Effects of 5‐HT 3 receptor antagonists on 5‐HT and nicotinic depolarizations in guinea‐pig submucosal neurones

1 Intracellular recordings were made from neurones of the guinea‐pig submucosal plexus. The effects of several 5‐hydroxytryptamine 3 (5‐HT 3 ) receptor antagonists on depolarizations produced by ionophoretic application of 5‐HT and acetylcholine, as well as on fast excitatory postsynaptic potentials (fast e.p.s.ps) produced by nerve stimulation were examined. 2 ICS 205–930, GR 38032F, MDL 72222, cocaine and curare all inhibited the fast e.p.s.p. as well as the depolarizations in response to 5‐HT and acetylcholine (ACh) ionophoresis in a dose‐dependent fashion. 3 IC 50 values for ICS 205–930, GR 38032F, MDL 72222, cocaine and curare in inhibiting the 5‐HT mediated depolarizations were 12 n m , 100 n m , 3 μ m , 3 μ m and 20 μ m , respectively. 4 IC 50 values for ICS 205–930, GR 38032F, MDL 72222, cocaine and curare in inhibiting the nicotinic depolarizations were 4 μ m , 12 μ m , 11 μ m , 6 μ m and 17 μ m , respectively.
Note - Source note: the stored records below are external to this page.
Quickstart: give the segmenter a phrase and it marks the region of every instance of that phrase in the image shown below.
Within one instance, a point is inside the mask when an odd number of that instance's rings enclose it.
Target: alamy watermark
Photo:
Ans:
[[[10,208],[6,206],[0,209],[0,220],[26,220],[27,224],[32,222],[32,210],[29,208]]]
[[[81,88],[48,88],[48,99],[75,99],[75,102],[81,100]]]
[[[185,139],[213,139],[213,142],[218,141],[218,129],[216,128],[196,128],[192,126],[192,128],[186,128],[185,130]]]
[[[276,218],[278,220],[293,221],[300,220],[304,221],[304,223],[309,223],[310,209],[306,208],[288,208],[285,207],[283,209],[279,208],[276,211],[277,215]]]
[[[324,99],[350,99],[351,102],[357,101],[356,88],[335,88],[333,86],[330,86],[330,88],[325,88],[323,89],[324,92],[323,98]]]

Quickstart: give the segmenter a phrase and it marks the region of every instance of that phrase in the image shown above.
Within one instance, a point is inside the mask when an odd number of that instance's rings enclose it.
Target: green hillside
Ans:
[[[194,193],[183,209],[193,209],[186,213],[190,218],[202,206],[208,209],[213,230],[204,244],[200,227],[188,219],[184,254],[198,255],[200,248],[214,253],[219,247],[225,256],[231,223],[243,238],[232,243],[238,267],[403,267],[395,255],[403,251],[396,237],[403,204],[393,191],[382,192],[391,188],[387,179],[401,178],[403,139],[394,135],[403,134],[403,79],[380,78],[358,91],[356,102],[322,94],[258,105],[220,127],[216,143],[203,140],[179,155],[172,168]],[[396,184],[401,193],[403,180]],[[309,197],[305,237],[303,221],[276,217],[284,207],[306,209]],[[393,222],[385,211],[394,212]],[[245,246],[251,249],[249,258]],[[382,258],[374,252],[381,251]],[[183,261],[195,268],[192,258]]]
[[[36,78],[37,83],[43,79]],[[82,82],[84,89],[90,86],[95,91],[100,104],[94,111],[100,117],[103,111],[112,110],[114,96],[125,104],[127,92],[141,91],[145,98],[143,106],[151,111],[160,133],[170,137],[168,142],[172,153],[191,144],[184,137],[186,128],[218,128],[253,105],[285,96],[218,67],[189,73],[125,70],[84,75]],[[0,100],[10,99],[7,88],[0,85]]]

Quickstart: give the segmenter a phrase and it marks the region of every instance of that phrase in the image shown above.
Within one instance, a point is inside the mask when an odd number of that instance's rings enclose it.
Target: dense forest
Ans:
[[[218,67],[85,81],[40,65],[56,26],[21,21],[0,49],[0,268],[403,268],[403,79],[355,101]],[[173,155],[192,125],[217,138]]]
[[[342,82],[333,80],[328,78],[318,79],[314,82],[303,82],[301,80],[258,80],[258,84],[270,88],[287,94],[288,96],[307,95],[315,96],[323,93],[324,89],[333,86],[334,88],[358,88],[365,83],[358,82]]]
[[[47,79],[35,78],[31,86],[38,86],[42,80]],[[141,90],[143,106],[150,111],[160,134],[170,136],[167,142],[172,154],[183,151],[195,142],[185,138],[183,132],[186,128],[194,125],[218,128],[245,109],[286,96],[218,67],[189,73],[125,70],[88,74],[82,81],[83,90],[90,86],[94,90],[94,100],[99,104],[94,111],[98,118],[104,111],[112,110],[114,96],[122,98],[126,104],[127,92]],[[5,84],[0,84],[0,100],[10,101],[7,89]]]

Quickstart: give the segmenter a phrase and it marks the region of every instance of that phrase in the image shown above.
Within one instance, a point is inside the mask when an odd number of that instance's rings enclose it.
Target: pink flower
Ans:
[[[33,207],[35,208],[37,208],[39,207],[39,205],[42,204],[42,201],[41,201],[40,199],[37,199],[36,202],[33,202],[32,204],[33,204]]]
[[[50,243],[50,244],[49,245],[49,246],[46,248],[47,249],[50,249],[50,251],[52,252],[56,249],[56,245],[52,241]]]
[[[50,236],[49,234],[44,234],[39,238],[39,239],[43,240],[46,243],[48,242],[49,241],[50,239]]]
Similar IC 50 values were obtained for inhibition of the fast e.p.s.ps by these antagonists. 5 The nicotinic receptor blocker, hexamethonium, inhibited the nicotinic depolarization and the fast e.p.s.p. with IC 50 values of 10 μ m . Hexamethonium (10 μ m ‐5 m m ) did not alter the depolarization induced by 5‐HT. 6 These results demonstrate that the pharmacological profile of 5‐HT 3 receptors present on submucosal neurones is identical to that of 5‐HT 3 receptors on myenteric neurones and, thus, provide evidence that the enteric neuronal 5‐HT 3 receptor forms a receptor subtype distinct from that characterized in other parts of the autonomic nervous system.